Further reasons round off the picture and show how closely the online and store worlds merge here. Around 34 percent (Statista) of users each value combining the pickup with further purchases in the store or returning online purchases easily in the store. This last point, the easy in-store return, is another omnichannel service that just under 45 percent (EHI) of online shops with a store already offer. For the customer, the boundary between online and offline thus disappears - they simply use the most convenient path.

  • Save on shipping costs, because the goods are collected in person
  • No wait for delivery, the goods are available immediately
  • Decide yourself when the pickup fits into your own day
  • Personal advice and questions directly at pickup
  • Return or exchange online purchases easily in the store
  • Deliberately support local retail instead of ordering anonymously

Click and collect does not win the price war against large platforms - it wins back the people who want to hold their product today and know their retailer in person.

Web Agency Hildesheim

Visibility: So the Pickup Gets Found

A click-and-collect offering only works if people find it.

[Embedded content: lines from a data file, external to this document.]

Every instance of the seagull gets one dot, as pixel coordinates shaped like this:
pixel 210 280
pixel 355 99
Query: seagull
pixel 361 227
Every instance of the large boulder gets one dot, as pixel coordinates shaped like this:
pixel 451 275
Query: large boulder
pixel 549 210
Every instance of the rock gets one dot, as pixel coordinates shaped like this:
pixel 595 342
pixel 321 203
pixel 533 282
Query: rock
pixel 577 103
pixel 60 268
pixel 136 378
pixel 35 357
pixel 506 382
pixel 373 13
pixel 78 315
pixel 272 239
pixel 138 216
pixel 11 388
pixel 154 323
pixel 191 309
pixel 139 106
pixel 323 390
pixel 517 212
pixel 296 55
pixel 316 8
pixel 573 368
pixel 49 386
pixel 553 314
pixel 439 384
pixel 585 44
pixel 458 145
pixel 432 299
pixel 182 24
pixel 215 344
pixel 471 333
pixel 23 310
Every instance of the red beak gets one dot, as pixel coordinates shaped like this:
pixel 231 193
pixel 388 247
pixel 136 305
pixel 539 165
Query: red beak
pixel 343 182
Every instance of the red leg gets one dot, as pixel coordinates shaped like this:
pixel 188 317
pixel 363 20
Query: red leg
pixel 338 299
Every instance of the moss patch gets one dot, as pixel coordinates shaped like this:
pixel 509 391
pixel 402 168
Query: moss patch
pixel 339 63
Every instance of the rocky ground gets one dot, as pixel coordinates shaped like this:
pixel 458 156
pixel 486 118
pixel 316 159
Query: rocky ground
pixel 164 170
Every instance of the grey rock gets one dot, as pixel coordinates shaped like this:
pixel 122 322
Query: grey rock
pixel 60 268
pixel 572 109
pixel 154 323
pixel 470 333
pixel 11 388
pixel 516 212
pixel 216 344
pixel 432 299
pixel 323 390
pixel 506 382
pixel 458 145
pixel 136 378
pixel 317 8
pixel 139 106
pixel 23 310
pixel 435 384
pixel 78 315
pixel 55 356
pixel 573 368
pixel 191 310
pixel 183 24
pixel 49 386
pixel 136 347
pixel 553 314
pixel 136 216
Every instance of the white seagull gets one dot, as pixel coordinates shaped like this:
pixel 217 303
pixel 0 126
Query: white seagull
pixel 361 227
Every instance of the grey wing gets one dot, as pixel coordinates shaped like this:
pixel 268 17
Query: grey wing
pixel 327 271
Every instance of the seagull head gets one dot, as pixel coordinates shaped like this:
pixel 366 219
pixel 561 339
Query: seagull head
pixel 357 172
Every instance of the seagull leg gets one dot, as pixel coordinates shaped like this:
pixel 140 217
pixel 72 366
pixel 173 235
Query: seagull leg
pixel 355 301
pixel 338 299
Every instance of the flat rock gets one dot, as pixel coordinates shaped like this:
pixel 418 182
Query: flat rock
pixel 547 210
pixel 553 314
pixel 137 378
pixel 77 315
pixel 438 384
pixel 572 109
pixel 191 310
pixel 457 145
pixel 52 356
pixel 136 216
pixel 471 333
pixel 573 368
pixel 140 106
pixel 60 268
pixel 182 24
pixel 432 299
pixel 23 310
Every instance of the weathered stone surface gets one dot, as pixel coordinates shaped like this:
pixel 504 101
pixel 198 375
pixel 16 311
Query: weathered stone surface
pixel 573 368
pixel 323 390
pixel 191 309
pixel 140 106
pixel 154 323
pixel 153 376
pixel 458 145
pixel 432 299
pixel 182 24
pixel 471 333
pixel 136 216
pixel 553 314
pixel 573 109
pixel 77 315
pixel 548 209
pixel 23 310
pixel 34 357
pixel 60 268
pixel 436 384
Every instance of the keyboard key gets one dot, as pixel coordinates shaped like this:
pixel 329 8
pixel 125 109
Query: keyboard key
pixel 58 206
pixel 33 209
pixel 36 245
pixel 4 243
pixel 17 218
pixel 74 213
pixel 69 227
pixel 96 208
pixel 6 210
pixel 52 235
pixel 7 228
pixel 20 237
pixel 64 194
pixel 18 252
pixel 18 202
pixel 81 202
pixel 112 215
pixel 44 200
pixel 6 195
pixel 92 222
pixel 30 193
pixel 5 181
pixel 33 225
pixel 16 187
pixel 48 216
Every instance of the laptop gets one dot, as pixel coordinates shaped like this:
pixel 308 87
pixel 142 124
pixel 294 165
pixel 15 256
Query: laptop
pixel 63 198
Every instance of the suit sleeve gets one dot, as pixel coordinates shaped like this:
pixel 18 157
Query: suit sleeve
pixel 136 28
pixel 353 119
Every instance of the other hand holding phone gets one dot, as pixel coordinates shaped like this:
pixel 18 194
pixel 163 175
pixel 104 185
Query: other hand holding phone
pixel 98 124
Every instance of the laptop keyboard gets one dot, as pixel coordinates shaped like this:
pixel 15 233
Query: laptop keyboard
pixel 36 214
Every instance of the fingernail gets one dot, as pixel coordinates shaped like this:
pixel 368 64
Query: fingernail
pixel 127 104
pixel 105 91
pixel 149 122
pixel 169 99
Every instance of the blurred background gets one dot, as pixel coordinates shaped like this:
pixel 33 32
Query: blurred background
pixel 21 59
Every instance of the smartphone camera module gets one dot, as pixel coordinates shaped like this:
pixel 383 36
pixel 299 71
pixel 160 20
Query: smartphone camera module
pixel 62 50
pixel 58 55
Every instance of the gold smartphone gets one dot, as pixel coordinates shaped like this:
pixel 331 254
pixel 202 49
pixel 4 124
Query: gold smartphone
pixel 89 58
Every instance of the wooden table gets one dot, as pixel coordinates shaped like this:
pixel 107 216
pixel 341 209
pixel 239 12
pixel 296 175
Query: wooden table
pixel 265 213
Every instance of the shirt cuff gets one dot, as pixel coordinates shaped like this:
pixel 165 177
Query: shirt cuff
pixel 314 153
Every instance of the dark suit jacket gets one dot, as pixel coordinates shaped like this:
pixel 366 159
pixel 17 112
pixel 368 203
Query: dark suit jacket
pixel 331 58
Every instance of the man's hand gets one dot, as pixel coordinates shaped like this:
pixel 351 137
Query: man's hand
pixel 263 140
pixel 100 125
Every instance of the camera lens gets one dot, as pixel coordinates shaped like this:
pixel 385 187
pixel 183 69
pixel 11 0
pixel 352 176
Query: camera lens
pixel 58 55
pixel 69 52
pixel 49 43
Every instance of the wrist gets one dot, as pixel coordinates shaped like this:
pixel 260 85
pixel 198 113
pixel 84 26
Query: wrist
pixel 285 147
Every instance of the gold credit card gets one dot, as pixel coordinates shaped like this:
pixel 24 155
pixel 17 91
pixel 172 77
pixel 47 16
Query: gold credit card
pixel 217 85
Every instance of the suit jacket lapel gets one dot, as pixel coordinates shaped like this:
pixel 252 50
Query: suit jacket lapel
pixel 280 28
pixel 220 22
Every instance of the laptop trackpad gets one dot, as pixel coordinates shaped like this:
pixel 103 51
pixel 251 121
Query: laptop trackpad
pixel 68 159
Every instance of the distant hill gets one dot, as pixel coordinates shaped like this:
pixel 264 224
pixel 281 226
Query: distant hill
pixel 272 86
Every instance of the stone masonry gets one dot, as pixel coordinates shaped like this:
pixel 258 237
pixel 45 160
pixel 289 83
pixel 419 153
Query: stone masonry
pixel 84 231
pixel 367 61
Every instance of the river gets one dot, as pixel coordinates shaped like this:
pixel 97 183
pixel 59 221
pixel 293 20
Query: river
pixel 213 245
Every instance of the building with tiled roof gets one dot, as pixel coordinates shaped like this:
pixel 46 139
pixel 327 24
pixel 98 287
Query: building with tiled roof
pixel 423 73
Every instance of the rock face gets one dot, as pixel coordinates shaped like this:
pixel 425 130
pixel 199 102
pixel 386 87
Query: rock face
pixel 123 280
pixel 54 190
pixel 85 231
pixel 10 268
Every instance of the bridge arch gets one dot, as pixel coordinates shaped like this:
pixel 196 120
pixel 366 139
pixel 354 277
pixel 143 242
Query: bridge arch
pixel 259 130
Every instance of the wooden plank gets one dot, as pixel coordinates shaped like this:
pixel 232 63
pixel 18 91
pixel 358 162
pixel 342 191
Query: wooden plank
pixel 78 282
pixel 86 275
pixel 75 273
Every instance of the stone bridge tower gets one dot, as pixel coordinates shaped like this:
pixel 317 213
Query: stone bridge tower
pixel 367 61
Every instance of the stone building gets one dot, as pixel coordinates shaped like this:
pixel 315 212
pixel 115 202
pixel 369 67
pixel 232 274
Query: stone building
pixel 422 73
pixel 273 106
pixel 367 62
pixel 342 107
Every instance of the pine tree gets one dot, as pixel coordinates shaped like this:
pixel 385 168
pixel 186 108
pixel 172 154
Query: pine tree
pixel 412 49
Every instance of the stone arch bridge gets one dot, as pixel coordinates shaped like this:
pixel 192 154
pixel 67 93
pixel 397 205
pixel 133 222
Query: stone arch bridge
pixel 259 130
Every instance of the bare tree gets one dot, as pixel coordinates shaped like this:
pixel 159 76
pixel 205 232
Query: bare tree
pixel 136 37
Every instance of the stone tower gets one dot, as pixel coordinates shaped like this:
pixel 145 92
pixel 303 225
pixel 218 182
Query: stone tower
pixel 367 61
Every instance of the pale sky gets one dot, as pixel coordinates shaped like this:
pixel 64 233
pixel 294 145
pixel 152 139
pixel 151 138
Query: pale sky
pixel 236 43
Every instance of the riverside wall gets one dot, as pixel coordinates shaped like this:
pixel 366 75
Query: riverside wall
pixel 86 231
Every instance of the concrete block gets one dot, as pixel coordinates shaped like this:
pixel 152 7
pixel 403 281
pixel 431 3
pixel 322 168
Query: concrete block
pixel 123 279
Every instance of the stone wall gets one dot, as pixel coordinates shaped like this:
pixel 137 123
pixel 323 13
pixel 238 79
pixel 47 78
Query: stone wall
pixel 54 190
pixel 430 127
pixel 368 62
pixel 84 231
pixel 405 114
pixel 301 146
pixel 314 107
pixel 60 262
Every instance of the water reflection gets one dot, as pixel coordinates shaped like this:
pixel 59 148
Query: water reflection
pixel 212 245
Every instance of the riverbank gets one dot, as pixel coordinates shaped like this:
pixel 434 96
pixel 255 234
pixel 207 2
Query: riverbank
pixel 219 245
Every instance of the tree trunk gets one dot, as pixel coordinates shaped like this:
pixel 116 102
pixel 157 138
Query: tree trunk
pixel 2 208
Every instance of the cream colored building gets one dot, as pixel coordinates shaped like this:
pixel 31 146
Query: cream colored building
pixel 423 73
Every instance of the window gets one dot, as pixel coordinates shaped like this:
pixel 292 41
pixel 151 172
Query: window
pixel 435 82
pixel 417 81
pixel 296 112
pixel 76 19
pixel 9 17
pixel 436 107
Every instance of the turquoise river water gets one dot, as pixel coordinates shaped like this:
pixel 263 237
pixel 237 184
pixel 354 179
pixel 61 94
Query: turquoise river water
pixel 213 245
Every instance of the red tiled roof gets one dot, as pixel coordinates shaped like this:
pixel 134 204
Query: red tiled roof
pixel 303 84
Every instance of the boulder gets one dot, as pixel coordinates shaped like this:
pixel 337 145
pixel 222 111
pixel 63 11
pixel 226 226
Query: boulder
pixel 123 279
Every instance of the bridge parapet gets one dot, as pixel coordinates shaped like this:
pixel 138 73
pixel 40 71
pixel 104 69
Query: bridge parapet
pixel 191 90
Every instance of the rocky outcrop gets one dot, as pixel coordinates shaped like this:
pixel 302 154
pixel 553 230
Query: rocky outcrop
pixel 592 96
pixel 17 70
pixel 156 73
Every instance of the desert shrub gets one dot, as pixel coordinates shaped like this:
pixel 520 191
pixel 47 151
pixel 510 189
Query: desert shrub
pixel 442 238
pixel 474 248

Many do not search on your website first but on Google - often with local intent and the addition near me. That is exactly when it should be visible that your product is in stock and can be collected. A well-maintained Google business profile with up-to-date opening hours, address and a note about pickup shortens the path from the search result to the reservation. And a clean product page with clear descriptions ensures that your range appears for matching searches at all.

So that the reservation does not fail at the last step, the page has to load quickly and work flawlessly on mobile. A pickup process that stutters on the smartphone loses customers exactly there - and how strongly the website's loading speed decides this is often underestimated. Equally important is that the path from the first enquiry to the reservation is well thought out. How local businesses turn visitors into paying customers is explored in our article on how to win more enquiries through your website.

From Concept to Implementation in Your Own Shop

We implement click and collect as part of your own online shop for local retailers, firmly integrated into your website. The entire process - product selection, availability, time slot, payment and notification - stays on your domain and in your appearance, instead of switching to an external portal. This way you keep control over your product and customer data and remain independent of the rules and fees of external platforms. The customer, in turn, stays in the familiar environment and experiences a seamless flow from reservation to pickup.

The path there does not have to be big. It is often wiser to start with part of the range - for instance the products most frequently asked about anyway - settle the workflows and then expand. This way you gather experience without overreaching. So that the shop stays reliable and secure in the long run, ongoing maintenance and security is part of it too. Anyone weighing up whether a ready-made website builder or a custom implementation fits better will find guidance in our article on whether a website builder or an agency is the right choice. And anyone wanting to send pickup notifications professionally should rely on a professional email with your own domain.

Whether click and collect suits your range and your business can be clarified quickly in a personal conversation. We look at your workflows and implement the pickup function so that it fits your store - without an oversized solution, but with an eye on footfall, add-on sales and a smooth flow.

Sources and studies

This article is based on data from: the German Retail Association HDE (Online-Monitor 2025: online revenue, growth, online share of retail, marketplace share and mobile revenue share), the EHI Retail Institute (the spread of click and collect, availability display, in-store return and payment variants in omnichannel retail) and Statista (reasons for using click and collect in Germany). The values mentioned are averages and can vary depending on industry, range and region; figures marked (project experience) are based on our own projects and do not represent assured results.